Google’s Whisk AI generator will ‘remix’ the photographs you plug in

Last updated: December 16, 2024 7:36 pm

7 months ago

Google’s Whisk AI generator will ‘remix’ the photographs you plug in

Google has introduced a brand new AI instrument referred to as Whisk that allows you to generate pictures utilizing different pictures as prompts as a substitute of requiring a protracted textual content immediate.

With Whisk, you possibly can provide pictures to recommend what you’d like as the topic, the scene, and the model of your AI-generated picture, and you’ll immediate Whisk with a number of pictures for every of these three issues. (If you’d like, you possibly can fill in textual content prompts, too.) For those who don’t have pictures readily available, you possibly can click on a cube icon to have Google fill in some pictures for the prompts (although these pictures additionally look like AI-generated). You can too enter some textual content right into a textual content field on the finish of the method if you wish to add additional element concerning the picture you’re searching for, however it’s not required.

Whisk will then generate pictures and a textual content immediate for every picture. You possibly can favourite or obtain the picture in case you’re pleased with the outcomes, or you possibly can refine a picture by getting into extra textual content into the textual content field or clicking the picture and modifying the textual content immediate.

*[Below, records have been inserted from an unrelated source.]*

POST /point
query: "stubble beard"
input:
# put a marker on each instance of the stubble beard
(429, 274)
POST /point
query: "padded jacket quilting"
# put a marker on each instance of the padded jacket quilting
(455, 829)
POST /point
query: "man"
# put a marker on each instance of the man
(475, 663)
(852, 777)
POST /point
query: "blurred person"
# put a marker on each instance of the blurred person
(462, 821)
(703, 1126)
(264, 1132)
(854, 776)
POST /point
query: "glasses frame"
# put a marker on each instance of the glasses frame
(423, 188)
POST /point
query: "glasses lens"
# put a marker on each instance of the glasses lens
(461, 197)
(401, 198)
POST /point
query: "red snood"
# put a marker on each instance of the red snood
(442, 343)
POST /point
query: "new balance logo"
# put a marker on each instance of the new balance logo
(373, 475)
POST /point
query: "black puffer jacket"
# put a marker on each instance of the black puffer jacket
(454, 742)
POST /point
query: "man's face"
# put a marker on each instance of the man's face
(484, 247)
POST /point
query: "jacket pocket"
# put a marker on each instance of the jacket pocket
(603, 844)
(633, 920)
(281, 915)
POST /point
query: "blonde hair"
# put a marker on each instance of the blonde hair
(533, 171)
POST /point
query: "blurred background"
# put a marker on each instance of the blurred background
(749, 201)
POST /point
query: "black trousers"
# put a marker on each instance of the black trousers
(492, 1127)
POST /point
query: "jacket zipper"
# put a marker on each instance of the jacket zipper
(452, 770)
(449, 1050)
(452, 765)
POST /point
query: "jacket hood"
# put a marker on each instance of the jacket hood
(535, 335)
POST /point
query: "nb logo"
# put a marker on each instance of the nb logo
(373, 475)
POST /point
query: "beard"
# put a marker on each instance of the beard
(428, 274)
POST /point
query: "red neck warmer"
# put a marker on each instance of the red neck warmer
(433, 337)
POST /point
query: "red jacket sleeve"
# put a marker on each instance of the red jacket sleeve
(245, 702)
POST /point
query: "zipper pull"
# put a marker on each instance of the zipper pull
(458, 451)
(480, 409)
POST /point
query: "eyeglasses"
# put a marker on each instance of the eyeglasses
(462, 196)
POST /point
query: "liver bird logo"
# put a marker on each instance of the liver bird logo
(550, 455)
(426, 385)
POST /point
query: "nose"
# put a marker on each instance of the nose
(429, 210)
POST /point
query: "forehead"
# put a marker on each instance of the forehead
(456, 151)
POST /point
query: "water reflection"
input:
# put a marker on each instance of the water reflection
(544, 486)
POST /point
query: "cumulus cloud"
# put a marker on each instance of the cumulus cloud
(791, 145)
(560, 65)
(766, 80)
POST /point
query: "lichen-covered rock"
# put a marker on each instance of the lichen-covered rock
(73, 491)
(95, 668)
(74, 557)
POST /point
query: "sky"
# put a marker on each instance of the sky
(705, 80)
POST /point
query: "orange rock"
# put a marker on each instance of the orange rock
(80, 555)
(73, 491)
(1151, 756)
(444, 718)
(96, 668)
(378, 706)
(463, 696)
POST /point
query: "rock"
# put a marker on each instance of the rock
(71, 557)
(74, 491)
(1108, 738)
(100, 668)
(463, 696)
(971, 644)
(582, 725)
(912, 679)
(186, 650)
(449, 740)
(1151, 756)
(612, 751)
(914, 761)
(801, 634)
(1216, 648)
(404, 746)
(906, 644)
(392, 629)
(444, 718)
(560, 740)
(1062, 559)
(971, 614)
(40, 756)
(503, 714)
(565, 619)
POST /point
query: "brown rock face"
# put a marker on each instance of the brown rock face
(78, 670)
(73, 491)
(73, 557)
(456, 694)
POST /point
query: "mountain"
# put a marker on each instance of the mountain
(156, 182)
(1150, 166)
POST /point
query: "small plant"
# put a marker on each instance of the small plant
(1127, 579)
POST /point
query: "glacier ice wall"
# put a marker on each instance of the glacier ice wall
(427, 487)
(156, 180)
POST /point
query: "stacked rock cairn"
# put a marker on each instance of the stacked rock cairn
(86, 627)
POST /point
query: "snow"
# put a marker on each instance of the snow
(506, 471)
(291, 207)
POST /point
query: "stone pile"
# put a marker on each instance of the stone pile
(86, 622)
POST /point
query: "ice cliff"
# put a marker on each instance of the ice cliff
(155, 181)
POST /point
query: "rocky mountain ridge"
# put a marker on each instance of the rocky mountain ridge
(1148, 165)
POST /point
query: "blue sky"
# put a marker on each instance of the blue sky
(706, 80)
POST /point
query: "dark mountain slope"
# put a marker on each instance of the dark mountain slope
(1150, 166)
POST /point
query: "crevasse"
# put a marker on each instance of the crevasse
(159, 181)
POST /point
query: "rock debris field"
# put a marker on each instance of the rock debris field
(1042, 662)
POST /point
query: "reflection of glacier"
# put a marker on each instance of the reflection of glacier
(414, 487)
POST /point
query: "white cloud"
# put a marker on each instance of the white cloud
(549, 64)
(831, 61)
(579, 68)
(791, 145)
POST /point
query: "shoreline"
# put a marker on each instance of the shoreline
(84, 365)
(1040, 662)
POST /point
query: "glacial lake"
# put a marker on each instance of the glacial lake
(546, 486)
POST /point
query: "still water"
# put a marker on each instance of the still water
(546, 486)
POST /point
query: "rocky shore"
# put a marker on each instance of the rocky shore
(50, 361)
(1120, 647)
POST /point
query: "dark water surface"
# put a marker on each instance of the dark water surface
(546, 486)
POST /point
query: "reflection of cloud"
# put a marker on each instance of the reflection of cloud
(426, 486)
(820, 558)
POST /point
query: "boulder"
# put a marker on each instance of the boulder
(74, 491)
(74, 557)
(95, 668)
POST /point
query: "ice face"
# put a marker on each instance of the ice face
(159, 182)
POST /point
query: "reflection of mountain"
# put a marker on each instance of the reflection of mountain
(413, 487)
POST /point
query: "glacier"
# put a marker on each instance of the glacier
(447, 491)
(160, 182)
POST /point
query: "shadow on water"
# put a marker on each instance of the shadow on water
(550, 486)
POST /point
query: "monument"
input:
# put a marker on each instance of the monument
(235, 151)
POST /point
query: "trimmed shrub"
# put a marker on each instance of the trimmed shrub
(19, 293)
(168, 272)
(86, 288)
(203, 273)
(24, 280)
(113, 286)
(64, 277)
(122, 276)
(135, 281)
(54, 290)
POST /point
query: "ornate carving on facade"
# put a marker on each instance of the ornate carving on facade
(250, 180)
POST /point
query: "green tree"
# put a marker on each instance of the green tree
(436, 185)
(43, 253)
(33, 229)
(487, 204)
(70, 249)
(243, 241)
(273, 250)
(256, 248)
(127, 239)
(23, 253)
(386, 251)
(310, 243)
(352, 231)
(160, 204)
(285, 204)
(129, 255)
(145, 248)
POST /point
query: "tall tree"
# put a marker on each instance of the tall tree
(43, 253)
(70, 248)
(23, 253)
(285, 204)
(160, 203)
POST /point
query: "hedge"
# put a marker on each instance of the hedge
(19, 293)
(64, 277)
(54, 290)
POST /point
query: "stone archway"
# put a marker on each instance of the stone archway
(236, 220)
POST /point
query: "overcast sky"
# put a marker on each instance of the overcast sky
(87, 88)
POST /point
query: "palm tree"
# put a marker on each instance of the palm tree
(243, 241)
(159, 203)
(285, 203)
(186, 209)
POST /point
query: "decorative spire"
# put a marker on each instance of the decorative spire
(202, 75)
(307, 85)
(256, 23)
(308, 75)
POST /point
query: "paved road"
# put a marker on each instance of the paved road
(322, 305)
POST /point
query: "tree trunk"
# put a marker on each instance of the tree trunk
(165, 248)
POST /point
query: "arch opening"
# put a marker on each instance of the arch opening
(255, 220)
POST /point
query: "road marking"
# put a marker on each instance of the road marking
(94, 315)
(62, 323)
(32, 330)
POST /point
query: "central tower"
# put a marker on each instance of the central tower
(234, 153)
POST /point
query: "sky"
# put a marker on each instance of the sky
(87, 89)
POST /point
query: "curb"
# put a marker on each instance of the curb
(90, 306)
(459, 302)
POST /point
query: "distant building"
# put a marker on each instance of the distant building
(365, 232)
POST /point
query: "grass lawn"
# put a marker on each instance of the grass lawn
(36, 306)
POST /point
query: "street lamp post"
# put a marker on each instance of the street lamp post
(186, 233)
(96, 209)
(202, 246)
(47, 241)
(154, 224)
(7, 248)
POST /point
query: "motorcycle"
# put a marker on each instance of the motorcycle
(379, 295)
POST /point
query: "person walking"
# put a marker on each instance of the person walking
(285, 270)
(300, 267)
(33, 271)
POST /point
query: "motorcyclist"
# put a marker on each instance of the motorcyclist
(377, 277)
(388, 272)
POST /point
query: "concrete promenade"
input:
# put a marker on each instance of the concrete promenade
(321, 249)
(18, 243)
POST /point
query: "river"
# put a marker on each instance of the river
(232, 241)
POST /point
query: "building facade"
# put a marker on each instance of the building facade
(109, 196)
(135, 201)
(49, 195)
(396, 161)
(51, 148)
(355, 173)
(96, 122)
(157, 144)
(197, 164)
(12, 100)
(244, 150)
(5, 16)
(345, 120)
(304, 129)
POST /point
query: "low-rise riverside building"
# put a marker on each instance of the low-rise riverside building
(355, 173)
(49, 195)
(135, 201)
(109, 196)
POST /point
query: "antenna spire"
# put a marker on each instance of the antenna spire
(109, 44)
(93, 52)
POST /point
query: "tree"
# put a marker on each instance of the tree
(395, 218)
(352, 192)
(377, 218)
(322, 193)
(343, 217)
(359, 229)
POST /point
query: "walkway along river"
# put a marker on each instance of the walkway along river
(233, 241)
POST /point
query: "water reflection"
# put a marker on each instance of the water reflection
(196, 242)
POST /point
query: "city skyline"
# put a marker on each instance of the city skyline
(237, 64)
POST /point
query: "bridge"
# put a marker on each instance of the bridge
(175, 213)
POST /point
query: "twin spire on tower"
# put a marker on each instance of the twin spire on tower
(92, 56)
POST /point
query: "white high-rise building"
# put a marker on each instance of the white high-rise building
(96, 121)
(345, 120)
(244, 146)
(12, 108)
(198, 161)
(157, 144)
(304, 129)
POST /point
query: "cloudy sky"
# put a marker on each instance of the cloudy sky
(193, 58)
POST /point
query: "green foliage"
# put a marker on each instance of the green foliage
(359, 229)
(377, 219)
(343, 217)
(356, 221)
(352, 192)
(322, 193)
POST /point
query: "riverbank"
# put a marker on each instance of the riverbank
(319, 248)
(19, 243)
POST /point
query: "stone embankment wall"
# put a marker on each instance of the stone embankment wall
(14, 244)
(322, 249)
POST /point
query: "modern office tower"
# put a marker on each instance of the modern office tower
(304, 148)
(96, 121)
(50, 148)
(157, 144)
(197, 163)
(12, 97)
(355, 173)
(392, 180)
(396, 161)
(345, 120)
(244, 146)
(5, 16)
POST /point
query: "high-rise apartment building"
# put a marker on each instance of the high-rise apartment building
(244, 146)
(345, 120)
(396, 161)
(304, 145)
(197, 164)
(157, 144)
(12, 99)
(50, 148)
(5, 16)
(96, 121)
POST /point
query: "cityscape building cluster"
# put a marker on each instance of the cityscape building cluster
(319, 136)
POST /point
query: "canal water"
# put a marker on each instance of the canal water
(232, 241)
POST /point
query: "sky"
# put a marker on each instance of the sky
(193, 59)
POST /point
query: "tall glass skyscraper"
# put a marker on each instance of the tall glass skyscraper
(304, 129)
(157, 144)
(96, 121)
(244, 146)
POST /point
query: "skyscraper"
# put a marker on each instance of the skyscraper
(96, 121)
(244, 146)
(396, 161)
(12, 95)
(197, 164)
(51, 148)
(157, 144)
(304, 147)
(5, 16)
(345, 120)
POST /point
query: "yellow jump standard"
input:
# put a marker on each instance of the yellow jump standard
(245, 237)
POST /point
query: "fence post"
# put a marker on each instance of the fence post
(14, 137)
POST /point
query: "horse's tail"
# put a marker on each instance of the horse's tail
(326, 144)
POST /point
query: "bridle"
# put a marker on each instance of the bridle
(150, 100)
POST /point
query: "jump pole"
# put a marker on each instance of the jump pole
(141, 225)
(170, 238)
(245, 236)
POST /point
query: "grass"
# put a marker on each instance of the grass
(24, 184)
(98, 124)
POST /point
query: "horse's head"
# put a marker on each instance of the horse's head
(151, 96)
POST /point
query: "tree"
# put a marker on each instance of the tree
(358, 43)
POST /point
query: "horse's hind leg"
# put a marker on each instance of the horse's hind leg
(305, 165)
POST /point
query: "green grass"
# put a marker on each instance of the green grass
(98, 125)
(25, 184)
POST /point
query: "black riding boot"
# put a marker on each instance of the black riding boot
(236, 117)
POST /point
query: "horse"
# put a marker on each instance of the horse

A screenshot of Whisk. I clicked the cube to generate a topic, scene, and magnificence. I swapped out the auto-generated scene by getting into a textual content immediate. Whisk created the primary two pictures, which I iterated on by asking Whisk so as to add some steam across the topic (as a result of it’s a hearth being in water), ensuing within the subsequent two pictures.

Screenshot by Jay Peters / The Verge

In a weblog publish, Google stresses that Whisk is designed to be for “speedy visible exploration, not pixel-perfect edits.” The corporate additionally says that Whisk could “miss the mark,” which is why it permits you to edit the underlying prompts.

Within the jiffy I’ve used the instrument whereas scripting this story, it’s been entertaining to tinker with. Photos take a number of seconds to generate, which is annoying, and whereas the photographs have been just a little unusual, all the things I’ve generated has been enjoyable to iterate on.

Google says Whisk makes use of the “newest” iteration of its Imagen 3 picture era mannequin, which it introduced at present. Google additionally launched Veo 2, the subsequent model of its video era mannequin, which the corporate says has an understanding of “the distinctive language of cinematography” and hallucinates issues like additional fingers “much less continuously” than different fashions (a kind of different fashions might be OpenAI’s Sora). Veo 2 is coming first to Google’s VideoFX, which you will get on the Google Labs waitlist for, and it is going to be expanded to YouTube Shorts “different merchandise” someday subsequent yr.